Bignums¶

I mentioned before that I’ve taken Nils M Holm’s (2009) S9fES ([Hol14]) bignum implementation and re-written it for Idio.

Bignums are, um, big numbers. How big? Quite big. The goal is ostensibly arbitrary precision numbers which use as many significant digits as required. Both integer and floating point maths.

You might want to ask, how many significant digits do I need to do real-world maths? I have two sobering examples:

No modern treatise is complete without at least one relevant XKCD:

Angels on the head of a pin? We’ve got you now!

which, reading the bottom row suggests we need 17 significant digits to track the latitude and longitude of individual atoms.
This 2016 question to NASA on how many decimals of PI we really need.

The upshot of which is that:
1. 15 digits for the circumference a sphere of radius 12.5 billion miles (encompassing Voyager 1 at the time, now only Voyager 2 – check where is Voyager for their current whereabouts) to an accuracy of 1.5 inches
  
  The same 15 digits would have your odometer off by the size of a molecule (whose sizes vary, granted) had you cycled/kayaked around the Earth’s equator.
2. 40 digits to calculate the circumference of a circle the size of the visible universe (46 billion light years – at the time) to an accuracy equal to the diameter of a hydrogen atom

So, not really very many required at all, I’m thinking.

As mentioned previously, many projects choose to use the GMP (GNU Multi Precision Arithmetic Library) but my selfish need-to-know means we must have one we’ve figured out for ourselves – albeit by re-implementing someone else’s code.

(We must re-implement the S9fES version because the GCs for Idio and S9fES are quite different.)

S9fES (and GMP) aren’t the only implementations we could look at. I see that Emacs comes with a mini-gmp library though that is, so far as I can tell, simply a port of the mini-gmp.c code included in GMP.

Fredrik Johansson’s mpmath library for Python is another alternative.

However, we are reasonably confident that the S9fES code is targeting Scheme so is a decent place to start.

Implementation¶

The broad thrust of the mechanics is long-hand arithmetic using arrays of intptr_ts for the digits in the mantissa/integer. The array elements are called segments, here. We’ll need an exponent and some flags (integer, real, etc.) and the implementation uses the top bit of the most significant segment as the sign bit for integers – all the other segments for an integer have the top bit ignored.

How many decimal digits can fit in a machine word? log₂(10) is 3.322, that is each decimal digit uses 3.322 binary bits. 19 of those would be 63.12 bits which means we couldn’t also fit the sign bit in to a 64-bit word. So, round that down and we can fit 18 decimal digits in a 64-bit word. Similarly 9 decimal digits in a 32-bit word.

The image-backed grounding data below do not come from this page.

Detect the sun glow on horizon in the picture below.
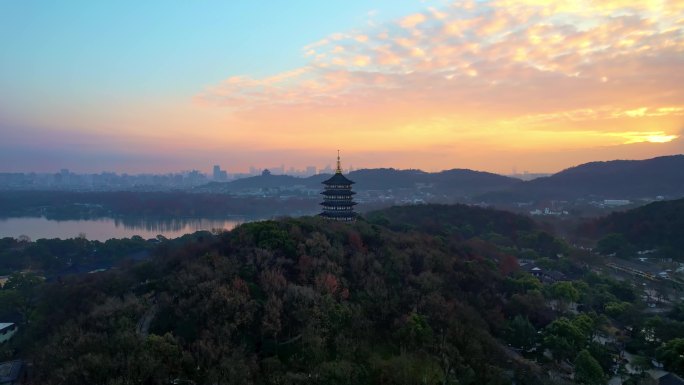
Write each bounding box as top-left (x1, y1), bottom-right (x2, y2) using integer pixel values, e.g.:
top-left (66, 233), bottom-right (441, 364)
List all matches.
top-left (612, 132), bottom-right (680, 144)
top-left (643, 135), bottom-right (678, 144)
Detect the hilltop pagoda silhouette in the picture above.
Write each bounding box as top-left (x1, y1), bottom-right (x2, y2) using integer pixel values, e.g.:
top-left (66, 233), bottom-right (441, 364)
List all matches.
top-left (320, 151), bottom-right (357, 222)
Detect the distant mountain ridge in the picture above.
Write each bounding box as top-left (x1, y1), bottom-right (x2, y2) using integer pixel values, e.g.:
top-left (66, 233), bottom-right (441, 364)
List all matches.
top-left (199, 154), bottom-right (684, 202)
top-left (199, 167), bottom-right (521, 197)
top-left (480, 155), bottom-right (684, 202)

Certainly, then, with a 64-bit system we can do decent space maths with a single segment. Cool!

That’s the maximum number of decimal digits per word you could squeeze in and the algorithm allows you to define a particular number of digits per word (up to the maximum).

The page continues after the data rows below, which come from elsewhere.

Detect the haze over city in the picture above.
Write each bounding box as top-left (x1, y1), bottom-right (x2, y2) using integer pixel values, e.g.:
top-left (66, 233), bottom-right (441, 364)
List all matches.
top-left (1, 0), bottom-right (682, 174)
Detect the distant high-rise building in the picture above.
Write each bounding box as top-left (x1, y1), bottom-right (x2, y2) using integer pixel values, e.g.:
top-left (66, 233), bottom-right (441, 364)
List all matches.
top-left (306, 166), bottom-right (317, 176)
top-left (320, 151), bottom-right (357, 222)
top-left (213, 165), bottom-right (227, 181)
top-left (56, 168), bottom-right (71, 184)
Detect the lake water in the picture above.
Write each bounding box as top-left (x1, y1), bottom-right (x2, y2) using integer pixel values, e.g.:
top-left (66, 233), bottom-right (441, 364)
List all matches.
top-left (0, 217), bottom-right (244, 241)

As mentioned previously there is a slight trick to the way numbers are handled in that we don’t attempt to pack data into our segments with maximal efficiency. Instead we take a step back and say, OK, we can fit 18 decimal digits into our 64-bit word. In other words, the absolute decimal value 1,000,000,000,000,000,000 (19 digits) marks overflow. If we have overflowed we can account for carry in our long-hand arithmetic and therefore avoid the undefined behaviour that plagues integer maths in C.

Obviously, pi (π) is a transcendental number and any numeric representation of it should be inexact.

Inexactness is transitive so any use of pi results in another inexact number.

Scheme’s number tower supports slightly more interesting numbers than many programming languages in that it has the concept of exact and inexact numbers. Inexact numbers are where we’ve lost precision because of rounding errors or, because we can, we were given an inexact number in the first place. I don’t have any immediate use for inexact numbers in their own right but someone might.

Summing that up:

we need some flags which can be type-specific. A bignum is going to be an integer or a real and if it is a real then we need a flag for being negative and another for being inexact.

I’ve thrown in a not-a-number although it’s not used.

gc.h¶

#define IDIO_BIGNUM_FLAG_NONE          (0)
#define IDIO_BIGNUM_FLAG_INTEGER       (1<<0)
#define IDIO_BIGNUM_FLAG_REAL          (1<<1)
#define IDIO_BIGNUM_FLAG_REAL_NEGATIVE (1<<2)
#define IDIO_BIGNUM_FLAG_REAL_INEXACT  (1<<3)
#define IDIO_BIGNUM_FLAG_NAN           (1<<4)

we need an exponent and mantissa. We’ll use an int32_t exponent because…

because we can. So what if there are only 10⁸⁰ atoms in the universe? You’re obviously not including all the other universes!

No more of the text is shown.